We leven steeds langer. Daardoor is het aantal mensen met dementie, een ouderdomsziekte, enorm toegenomen. Sinds 1950 is het aantal dementerenden gegroeid van 50.000 naar 290.000 anno 2021. Rond 2050 zullen er ca. 620.000 dementiepatiënten zijn. De dementiezorg heeft zich de afgelopen decennia dan ook sterk ontwikkeld. En dat kun je niet los zien van architectuur en ruimtelijke ontwerp, want er is een onmiskenbare relatie tussen omgeving en gedrag. Wiegerinck heeft op dit vlak inmiddels al veel ervaring opgedaan, in diverse projecten.
Het gedrag van patiënten met een hersenziekte hangt nauw samen met de prikkels en impulsen vanuit hun omgeving. Ze worden eerst zo lang mogelijk thuis verzorgd door hun geliefden en familie. Vaak zijn ze zeer verward, bang en ontredderd tegen de tijd dat ze naar een zorginstelling moeten verhuizen. En daar is niet alleen de kwaliteit van de zorg van belang, maar vooral de kwaliteit van leven. Zeker voor mensen met dementie zijn omgeving en inrichting doorslaggevend voor hun welzijn en houvast.
Wie dementeert, raakt het beeld van zichtzelf en de wereld langzaam kwijt. Maar terwijl de cognitieve functies afbrokkelen blijven de zintuiglijke functies intact. Horen, zien, voelen, ruiken worden het kompas waar een mens met dementie op vaart. Architectuur en ruimtelijke vormgeving kunnen daarbij de juiste begrenzingen aangeven, een geborgen wereld creëren waar angst en stress zoveel mogelijk worden weggenomen. Een wereld die zowel klein als wat ruimer kan zijn.

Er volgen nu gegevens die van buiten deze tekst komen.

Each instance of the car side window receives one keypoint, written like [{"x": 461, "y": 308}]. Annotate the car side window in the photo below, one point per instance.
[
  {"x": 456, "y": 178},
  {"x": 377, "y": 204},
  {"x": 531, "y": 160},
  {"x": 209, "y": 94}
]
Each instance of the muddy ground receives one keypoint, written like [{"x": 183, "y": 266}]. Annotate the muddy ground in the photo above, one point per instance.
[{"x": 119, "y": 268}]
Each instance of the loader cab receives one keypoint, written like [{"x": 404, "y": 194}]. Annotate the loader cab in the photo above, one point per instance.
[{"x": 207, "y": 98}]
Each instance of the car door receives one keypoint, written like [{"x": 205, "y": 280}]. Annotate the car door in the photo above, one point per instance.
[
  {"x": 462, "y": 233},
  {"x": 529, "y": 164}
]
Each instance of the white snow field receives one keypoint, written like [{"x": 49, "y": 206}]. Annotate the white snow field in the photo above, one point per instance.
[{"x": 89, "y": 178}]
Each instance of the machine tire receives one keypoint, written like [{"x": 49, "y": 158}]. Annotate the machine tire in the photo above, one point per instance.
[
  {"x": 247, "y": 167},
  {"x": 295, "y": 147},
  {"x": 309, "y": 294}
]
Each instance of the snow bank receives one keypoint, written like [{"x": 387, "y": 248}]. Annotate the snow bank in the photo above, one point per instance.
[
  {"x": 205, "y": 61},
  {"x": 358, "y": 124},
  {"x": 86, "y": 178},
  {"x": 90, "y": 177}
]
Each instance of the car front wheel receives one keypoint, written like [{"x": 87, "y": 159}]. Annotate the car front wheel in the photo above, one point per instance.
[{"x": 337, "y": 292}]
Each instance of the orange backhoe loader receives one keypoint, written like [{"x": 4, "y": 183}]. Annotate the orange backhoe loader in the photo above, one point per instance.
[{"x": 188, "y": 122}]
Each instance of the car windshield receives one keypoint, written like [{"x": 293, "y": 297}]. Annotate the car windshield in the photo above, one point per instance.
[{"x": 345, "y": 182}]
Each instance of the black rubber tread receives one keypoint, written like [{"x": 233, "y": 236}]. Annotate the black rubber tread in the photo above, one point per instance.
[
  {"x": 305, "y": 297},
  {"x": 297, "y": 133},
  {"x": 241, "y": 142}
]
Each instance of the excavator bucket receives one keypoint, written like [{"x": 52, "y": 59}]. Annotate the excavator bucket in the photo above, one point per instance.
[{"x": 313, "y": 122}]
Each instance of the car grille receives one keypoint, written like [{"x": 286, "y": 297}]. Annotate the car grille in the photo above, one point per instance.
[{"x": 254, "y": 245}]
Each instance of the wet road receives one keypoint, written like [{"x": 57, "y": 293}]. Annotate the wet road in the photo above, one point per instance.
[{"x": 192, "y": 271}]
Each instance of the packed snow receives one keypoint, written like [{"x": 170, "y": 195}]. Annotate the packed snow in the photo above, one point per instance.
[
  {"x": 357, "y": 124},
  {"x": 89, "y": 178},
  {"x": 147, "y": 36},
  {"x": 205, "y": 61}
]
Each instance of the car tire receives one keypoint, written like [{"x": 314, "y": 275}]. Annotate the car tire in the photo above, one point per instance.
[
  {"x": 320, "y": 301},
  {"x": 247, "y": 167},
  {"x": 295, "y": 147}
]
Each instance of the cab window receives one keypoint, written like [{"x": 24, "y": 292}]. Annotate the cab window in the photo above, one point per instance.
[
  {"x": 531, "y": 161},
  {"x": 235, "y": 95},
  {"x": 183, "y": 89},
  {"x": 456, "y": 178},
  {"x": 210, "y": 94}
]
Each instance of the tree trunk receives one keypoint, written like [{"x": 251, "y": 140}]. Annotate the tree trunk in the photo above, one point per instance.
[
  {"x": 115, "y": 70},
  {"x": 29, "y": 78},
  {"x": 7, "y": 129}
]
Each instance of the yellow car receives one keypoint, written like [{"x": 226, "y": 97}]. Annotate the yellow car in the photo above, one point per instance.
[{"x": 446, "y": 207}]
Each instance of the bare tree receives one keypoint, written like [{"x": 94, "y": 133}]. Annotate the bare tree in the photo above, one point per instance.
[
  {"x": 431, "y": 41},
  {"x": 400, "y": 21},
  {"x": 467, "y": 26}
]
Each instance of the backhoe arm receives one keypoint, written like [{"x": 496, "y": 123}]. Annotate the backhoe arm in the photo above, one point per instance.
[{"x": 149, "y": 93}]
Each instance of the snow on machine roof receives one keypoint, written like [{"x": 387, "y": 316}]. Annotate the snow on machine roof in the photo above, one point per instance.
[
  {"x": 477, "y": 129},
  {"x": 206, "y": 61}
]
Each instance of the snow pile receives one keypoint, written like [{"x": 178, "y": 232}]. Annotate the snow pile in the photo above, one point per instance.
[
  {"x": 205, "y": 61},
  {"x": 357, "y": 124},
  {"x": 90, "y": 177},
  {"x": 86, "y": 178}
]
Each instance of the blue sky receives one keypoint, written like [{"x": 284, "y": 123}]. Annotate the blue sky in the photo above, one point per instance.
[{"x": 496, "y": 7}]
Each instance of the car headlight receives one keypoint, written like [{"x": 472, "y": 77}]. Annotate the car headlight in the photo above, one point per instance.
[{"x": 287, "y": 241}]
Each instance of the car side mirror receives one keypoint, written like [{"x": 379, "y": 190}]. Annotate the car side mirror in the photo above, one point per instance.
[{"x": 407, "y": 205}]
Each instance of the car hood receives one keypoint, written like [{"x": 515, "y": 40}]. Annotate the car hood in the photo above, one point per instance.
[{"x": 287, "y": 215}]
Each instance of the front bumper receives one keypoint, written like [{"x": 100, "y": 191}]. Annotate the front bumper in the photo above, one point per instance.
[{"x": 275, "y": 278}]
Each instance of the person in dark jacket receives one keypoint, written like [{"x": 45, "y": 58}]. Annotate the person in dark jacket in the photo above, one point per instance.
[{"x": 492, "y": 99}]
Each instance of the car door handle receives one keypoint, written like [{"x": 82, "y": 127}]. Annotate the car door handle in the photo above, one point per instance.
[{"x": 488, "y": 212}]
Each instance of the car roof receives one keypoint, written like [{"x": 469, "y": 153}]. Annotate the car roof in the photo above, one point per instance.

Kleinschalige woonvormen worden gezien als een belangrijk middel om de levenskwaliteit te vergroten. In een op dementie toegesneden zorgomgeving wordt alles dan intiemer, kleiner en overzichtelijker georganiseerd. Eigenlijk zoveel mogelijk als thuis, zonder grote ruimtes en met herkenbare elementen. Toch valt er ook voor een grootschaliger aanpak veel te zeggen. Met ‘grootschalig’ bedoelen we dan niet onpersoonlijk, maar groot in de zin van ruimte om te bewegen en te ‘vlinderen’, ruimte voor autonomie, voor ontdekken, om jezelf te zijn en om sociaal contact te kunnen hebben.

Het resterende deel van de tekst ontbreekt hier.